Martini Mapper: An Automated Fragment-Based Framework for Developing Coarse-Grained Models within the Martini 3 Framework
Kevin V. Bigting, Shubhadeep Nag, Yaxin An
TL;DR
This work tackles the challenge of efficiently deriving accurate and transferable Martini 3 coarse-grained models for chemically diverse molecules by introducing Martini Mapper, an automated, fragment-based framework that maps SMILES to Martini 3 representations using a curated LBBT and an expanding DBBT. The pipeline tokenizes SMILES, applies a ring-first hierarchical mapping under a path-length constraint, and produces simulation-ready topologies and coordinates, scalable to molecules with over $120$ heavy atoms. Validation across multiple datasets shows strong agreement with experimental $ΔG_{OW}$ and $\log P$ for large portions of chemical space, with substantial gains from iterative bead refinement and dictionary expansion. The framework enables high-throughput, reproducible CG modeling relevant to drug discovery and materials design, while acknowledging current limitations of Martini 3 and dictionary coverage, and outlining clear paths toward broader coverage and potential ML-assisted optimization."
Abstract
Coarse-graining (CG) reduces molecular details to extend the time and length scales of molecular dynamics simulations to microseconds and micrometers. However, the CG approaches have long been limited by the difficulty of constructing both accurate and transferable models efficiently, considering the large diversity of chemical structures of materials. Among CG force fields, Martini is the most widely used, as it retains essential chemical features while offering substantial computational efficiency. Its most recent version, Martini 3, expands chemical resolution through a much broader bead set, particularly for small molecules. However, this flexibility also complicates the mapping of organic molecules because of context-dependent rules and the lack of standardized procedures. To address this issue, we present an automated framework that builds Martini 3 models directly from SMILES (Simplified Molecular Input Line Entry System) strings by combining a curated bead dictionary with a hierarchical, rule-based algorithm. Our framework, Martini Mapper, generated Martini 3 models for more than 5,000 molecules across four chemically diverse datasets.
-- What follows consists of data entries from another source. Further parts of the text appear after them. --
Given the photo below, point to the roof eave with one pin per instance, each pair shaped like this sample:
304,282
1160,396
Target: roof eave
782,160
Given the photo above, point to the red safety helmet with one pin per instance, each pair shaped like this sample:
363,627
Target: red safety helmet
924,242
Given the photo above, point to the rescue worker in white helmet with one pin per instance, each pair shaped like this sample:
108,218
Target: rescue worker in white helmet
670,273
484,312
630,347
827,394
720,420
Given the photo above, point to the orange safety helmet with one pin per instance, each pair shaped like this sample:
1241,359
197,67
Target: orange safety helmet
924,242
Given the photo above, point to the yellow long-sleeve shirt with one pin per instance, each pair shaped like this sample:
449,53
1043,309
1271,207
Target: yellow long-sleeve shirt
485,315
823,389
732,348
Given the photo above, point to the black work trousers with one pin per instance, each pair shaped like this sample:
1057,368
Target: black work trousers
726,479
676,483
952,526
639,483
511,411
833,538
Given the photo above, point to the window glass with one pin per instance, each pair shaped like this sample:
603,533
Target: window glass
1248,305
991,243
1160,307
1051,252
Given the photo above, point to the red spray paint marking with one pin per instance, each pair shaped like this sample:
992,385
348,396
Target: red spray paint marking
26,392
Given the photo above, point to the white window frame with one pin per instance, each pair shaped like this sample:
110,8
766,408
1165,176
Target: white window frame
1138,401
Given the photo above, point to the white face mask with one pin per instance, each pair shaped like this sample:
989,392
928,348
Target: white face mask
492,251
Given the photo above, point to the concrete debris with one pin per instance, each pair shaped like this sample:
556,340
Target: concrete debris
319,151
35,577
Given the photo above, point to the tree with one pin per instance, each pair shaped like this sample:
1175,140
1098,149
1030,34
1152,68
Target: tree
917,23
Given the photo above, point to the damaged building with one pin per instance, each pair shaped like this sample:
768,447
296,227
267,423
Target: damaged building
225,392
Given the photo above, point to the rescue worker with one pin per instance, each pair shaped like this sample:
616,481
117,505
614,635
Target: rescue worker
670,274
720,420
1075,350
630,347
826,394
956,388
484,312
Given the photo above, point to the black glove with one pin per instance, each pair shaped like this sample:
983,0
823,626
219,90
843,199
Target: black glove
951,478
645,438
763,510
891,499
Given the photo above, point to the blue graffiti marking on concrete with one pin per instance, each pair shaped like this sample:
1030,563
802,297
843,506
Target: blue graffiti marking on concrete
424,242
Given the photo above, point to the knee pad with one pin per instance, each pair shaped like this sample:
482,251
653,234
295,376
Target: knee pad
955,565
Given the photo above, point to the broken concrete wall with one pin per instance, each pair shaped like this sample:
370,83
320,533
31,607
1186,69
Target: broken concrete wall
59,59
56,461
A curated subset of 1,081 mapped structures was benchmarked through octanol-water free-energy ($ΔG_{OW}$) and partition-coefficient ($\log P$) calculations, yielding strong agreement with experimental values. The workflow can also map large molecules containing up to 126 heavy atoms, exceeding the capabilities of existing automated approaches. The algorithm and the complete set of more than 5,000 mapped itp/top files are available at the \href{https://github.com/eliobaby/Martini_mapping}{Martini Mapper}. Our framework, therefore, enables systematic and scalable Martini 3 structures for high-throughput simulations relevant to drug discovery and materials design.